The following are events related to rail transportation in the United States that happened in 2016.
== January ==
- January 22–24 – In anticipation of heavy snowfall and preparation for the effects of winter storm Jonas, WMATA shuts down all services for the weekend. Metrorail services are suspended completely for two days and restored to normal service in phases up until January 29. During the shutdown, trains are stored in the system's subway tunnels to shelter them from the storm.
- January 23 – The First Hill Streetcar line opens in Seattle.
== February ==
- February 27 – The DC Streetcar opens in Washington, D.C., after several years of delays.
== March ==
- March 5 – The Gold Line Foothill Extension in Los Angeles County, California opens, extending the Metro Rail light rail system by 11.5 mi to Azusa, California.
- March 16 – The entire Washington Metro system, the second-largest subway system in the United States, is shut down on a weekday for 24 hours during emergency inspections of jumper cables in tunnels. The shutdown follows an electrical fire caused by a jumper cable two days prior.
- March 19
  - The first phase of Valley Metro Rail's Northwest Extension in Phoenix, Arizona opens.
  - Sound Transit opens a Link light rail extension in Seattle, Washington to the University of Washington campus.
== April ==
- April 22 – The A Line in Denver, Colorado, an electrified commuter rail link between Union Station and Denver International Airport owned by RTD, begins service.
== May ==
- May 20 – The second phase of the Expo Line light rail in Los Angeles, California opens, extending the line to Santa Monica.
== June ==
- June 4 – Beginning of "SafeTrack" program by the Washington Metropolitan Area Transit Authority, to conduct emergency maintenance on the aging Washington Metro system, with expected single-tracking and shutdowns scheduled to last until March 2017.
- June 6 – Opening of the Perris Valley extension of the 91/Perris Valley Line, a commuter rail line operated by Metrolink in Southern California, from Riverside to Perris.
== July ==
- July 25 – Opening of the B Line commuter rail system in Denver, Colorado.
== September ==
- September 9 – Cincinnati Bell Connector opens to the public with a free-ride weekend after years of planning and building, bringing streetcar service back to Cincinnati for the first time since the 1950s.

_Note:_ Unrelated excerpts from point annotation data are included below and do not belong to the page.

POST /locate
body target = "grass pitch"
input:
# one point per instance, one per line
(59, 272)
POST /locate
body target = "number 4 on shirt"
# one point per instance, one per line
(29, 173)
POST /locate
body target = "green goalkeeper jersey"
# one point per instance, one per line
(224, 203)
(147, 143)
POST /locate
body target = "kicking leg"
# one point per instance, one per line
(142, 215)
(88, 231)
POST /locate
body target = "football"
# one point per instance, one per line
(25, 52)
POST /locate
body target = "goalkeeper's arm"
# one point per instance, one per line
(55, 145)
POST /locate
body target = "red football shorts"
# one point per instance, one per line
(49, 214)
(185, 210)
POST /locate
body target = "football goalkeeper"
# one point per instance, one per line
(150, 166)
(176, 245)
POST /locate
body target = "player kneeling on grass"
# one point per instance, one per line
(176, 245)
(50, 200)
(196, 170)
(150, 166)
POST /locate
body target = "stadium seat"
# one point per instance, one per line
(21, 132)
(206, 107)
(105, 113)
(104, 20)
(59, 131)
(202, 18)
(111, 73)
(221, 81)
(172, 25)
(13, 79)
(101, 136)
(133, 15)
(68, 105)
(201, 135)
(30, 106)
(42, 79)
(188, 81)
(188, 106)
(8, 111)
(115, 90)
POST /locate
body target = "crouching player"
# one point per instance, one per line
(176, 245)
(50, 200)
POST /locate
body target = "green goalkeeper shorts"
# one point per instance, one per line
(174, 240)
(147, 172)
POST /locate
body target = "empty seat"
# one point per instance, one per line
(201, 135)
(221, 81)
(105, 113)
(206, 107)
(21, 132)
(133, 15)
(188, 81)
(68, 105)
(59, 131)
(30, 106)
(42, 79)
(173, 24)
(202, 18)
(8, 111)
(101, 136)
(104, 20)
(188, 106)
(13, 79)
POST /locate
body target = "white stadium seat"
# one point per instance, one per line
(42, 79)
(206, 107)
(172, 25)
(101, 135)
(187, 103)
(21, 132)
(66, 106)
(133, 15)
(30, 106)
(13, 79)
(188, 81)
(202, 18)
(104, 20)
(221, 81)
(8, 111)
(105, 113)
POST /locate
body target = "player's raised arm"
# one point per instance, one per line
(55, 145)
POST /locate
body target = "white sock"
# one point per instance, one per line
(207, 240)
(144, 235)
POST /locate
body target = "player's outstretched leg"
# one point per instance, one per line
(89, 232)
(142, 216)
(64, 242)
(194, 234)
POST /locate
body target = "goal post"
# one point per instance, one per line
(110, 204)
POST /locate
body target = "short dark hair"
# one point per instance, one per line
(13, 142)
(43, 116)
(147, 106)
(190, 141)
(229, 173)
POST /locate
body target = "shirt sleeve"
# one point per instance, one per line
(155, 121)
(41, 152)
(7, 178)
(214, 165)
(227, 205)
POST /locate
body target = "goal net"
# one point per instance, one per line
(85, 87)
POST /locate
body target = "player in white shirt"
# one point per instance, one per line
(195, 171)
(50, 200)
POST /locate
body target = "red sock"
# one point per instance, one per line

- September 24 – Angle Lake station near Seattle, Washington opens, extending Link light rail service past SeaTac Airport.
- September 30 – The Wachusett station near Boston, Massachusetts, begins limited service, with full service beginning in November. The new station extends the MBTA Commuter Rail system by 4.5 mi.
== October ==
- October 24 – Opening of the South Oak Cliff extension of the Dallas Area Rapid Transit Blue Line to University of North Texas at Dallas.